KUNINGAN – Presiden Mahasiswa Universitas Islam Al-Ihya Kuningan terpilih, Muhamad Sayffulloh Rohman memberikan refleksi kritis terkait makna kemerdekaan. Menurutnya, kemerdekaan tidak boleh berhenti pada perayaan seremonial upacara, lomba, dan simbol-simbol heroik.
Menurutnya, substansi kemerdekaan seharusnya tercermin dalam kehidupan nyata, berupa keadilan sosial, kesejahteraan rakyat, dan pemerintahan yang bersih. Jangan sebaliknya, realitas hari ini justru menampilkan keberpihakan kebijakan kepada para elit, dan ruang demokrasi kerap dibungkam ketika kritik disampaikan.
“Delapan puluh tahun merdeka, rakyat masih berhadapan dengan kemiskinan, ketimpangan sosial, dan korupsi yang merajalela. Apakah ini yang disebut merdeka?” ungkap Sayffulloh, Minggu (17/8).

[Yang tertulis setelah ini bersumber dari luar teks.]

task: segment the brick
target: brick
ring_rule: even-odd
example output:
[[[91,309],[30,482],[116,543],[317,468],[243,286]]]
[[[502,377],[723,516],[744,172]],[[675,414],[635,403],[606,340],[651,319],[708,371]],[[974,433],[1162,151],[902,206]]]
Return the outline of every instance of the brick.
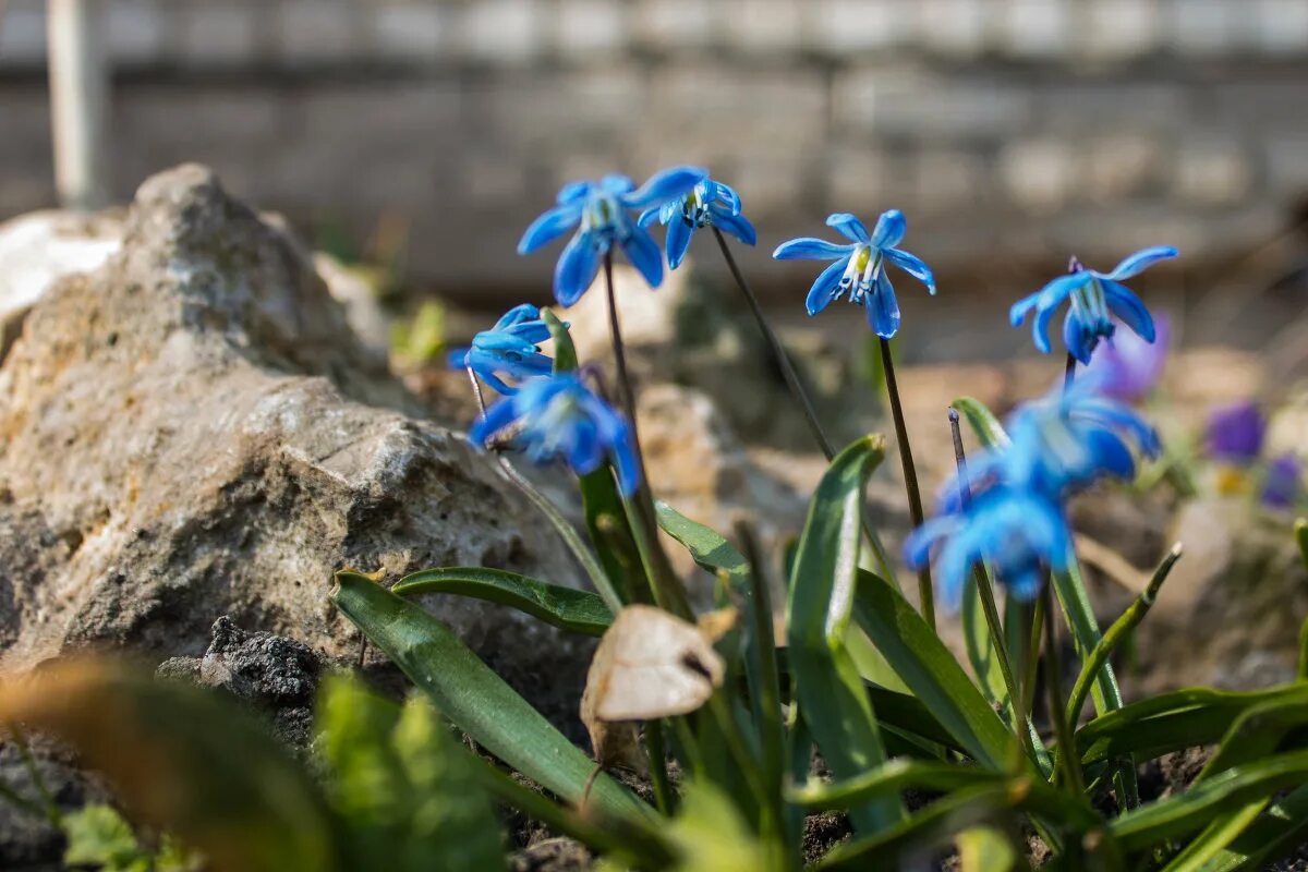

Ia juga menekankan bahwa kemerdekaan merupakan amanah, bukan pesta seremonial. Jika perayaan hanya sebatas rutinitas tahunan tanpa koreksi terhadap kondisi nyata bangsa, maka hal itu justru mengkhianati semangat para pendahulu yang rela berkorban demi kemerdekaan Indonesia.